Our research Goal is to develop novel functional materials and device platforms leading to a revolutionary or disruptive innovation in technology. To fulfill this mission, our institute primarily focuses on fundamental research for the development of new functional materials that may revolutionize current technology in many areas including Information Technology (IT), Biotechnology (BT) and Energy & Environment Technology (EET). Our institute consists of four groups.

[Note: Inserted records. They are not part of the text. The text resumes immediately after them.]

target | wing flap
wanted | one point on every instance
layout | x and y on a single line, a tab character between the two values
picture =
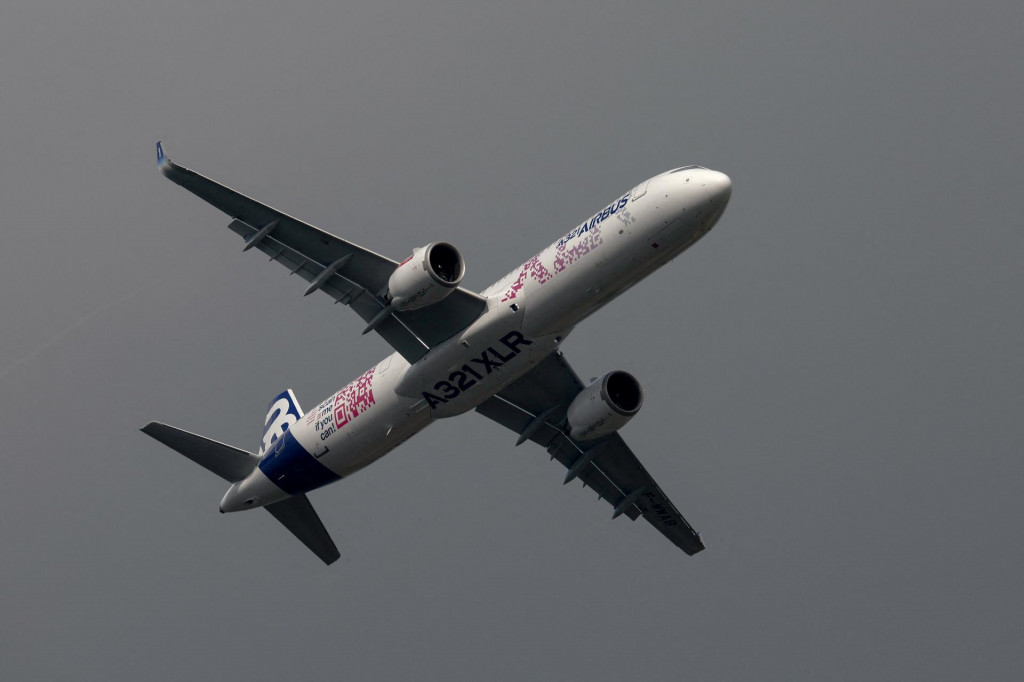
605	465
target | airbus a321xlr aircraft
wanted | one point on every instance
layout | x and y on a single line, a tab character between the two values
496	352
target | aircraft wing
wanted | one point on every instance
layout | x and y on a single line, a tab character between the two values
347	272
535	407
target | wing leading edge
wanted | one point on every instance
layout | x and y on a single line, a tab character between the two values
349	273
535	407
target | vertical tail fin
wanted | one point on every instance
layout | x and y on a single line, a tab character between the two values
283	412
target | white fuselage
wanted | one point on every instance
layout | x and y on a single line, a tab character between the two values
529	311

We encourage collaborative as well as individual research to promote synergy in advanced materials research. The experimental and theoretical results from “Emergent materials” group will provide insights to both self-assembly nano hybrid and soft materials groups for the synthesis of new multi-functional nanomaterials. Newly designed and synthesized self-assembled nanomaterials will be implemented into nanodevices by the “emerging device systems” group, for their potential electronic application

Emergent materials

Significant progress in materials science of the past decade is associated with the emerging paradigm of phase complexity and cross-coupling phenomena in functional complex materials, in which various degrees of freedom are intricately coupled and mutually interacting. Such mutual interactions couple the charge-spin-orbital-lattice and often induce multifunctional phenomena such as multiferroicity in which the magnetism and ferroelectricity coexist and are cross-coupled with each other. Balance between the tightropes of coupled physical degrees of freedom can lead to a plethora of enhanced physical responses to external stimuli, mesoscopic domain structures, or the mesoscopic coexistence of electronic/magnetically-distinct phases.

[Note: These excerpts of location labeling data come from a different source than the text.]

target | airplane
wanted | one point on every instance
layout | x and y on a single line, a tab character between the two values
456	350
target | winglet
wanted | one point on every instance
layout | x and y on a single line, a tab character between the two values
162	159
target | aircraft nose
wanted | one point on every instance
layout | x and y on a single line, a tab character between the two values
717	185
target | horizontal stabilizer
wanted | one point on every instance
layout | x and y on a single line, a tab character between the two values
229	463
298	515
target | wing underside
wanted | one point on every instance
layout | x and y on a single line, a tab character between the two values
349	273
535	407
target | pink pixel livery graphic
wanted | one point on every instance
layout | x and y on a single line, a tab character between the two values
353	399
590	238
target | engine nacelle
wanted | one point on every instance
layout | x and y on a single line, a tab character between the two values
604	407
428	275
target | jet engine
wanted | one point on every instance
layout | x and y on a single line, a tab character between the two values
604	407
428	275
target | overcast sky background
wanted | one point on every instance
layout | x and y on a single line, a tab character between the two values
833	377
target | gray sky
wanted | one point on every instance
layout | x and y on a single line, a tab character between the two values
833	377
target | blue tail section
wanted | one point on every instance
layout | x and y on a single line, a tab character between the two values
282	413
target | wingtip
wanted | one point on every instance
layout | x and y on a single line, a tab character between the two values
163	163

“Emergent Materials” research will focus on fundamental studies of the principles and properties of cross-coupled multi-functional materials. The main objectives in the emergent materials researches are


- Scientific understanding of multi-functionalities based on mutual interactions of charge/spin/orbital/lattice

- Investigation of multifunctional phenomena induced in nanostructures

- Macroscopic and microscopic analyses for establishments of the theoretical backgrounds and principles of the multi-functionalities

The emergent materials research will be performed through tight collaborations among materials synthesis and macro-/micro-physical property investigations including spectroscopic investigation for electronic structure and magnetic properties and charge/spin/orbital/lattice structural determination and theoretical interpretations using first principles calculations and many-body model Hamiltonian approach.

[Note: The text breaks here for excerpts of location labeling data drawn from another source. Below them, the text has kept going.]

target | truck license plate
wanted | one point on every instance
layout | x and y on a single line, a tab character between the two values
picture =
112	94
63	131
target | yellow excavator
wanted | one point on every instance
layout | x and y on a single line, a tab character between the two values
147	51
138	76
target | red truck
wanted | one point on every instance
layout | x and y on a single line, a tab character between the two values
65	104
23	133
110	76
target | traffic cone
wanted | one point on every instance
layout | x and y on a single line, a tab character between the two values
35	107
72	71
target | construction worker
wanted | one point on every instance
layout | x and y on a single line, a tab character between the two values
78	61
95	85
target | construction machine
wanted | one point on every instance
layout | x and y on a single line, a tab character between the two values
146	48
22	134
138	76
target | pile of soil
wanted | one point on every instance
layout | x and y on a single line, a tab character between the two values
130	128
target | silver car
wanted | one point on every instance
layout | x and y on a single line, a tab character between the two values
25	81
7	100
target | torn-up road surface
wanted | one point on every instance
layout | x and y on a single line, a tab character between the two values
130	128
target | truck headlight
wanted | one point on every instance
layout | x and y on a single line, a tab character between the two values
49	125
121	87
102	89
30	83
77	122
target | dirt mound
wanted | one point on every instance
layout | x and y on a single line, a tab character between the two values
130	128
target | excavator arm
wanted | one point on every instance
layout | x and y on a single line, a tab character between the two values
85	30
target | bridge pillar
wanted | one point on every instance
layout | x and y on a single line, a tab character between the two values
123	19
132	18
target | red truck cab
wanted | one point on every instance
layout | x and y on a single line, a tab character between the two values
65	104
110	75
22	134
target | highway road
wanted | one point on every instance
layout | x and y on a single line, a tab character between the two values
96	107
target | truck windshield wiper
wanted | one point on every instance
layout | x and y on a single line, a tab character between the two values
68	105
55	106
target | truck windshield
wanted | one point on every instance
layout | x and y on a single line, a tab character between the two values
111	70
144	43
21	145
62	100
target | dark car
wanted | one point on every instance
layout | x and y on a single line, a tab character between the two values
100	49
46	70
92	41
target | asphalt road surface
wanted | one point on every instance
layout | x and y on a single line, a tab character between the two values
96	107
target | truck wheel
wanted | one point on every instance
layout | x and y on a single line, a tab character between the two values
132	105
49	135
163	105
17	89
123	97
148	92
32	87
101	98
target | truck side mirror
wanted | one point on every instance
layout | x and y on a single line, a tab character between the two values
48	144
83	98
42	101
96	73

The “Emergent materials” research group is composed of faculties from the department of physics (Prof. Jae-Hoon Park) and materials science and engineering (Prof. Hyun M. Jang), whose specialties are spectroscopic investigation of the basic properties of emergent materials and synthesis of multiferroic oxides, respectively. Prof. Stefan Kettemann from Germany is a condensed matter theoretical physicist with specialties in mesoscopic theories and critical phenomena.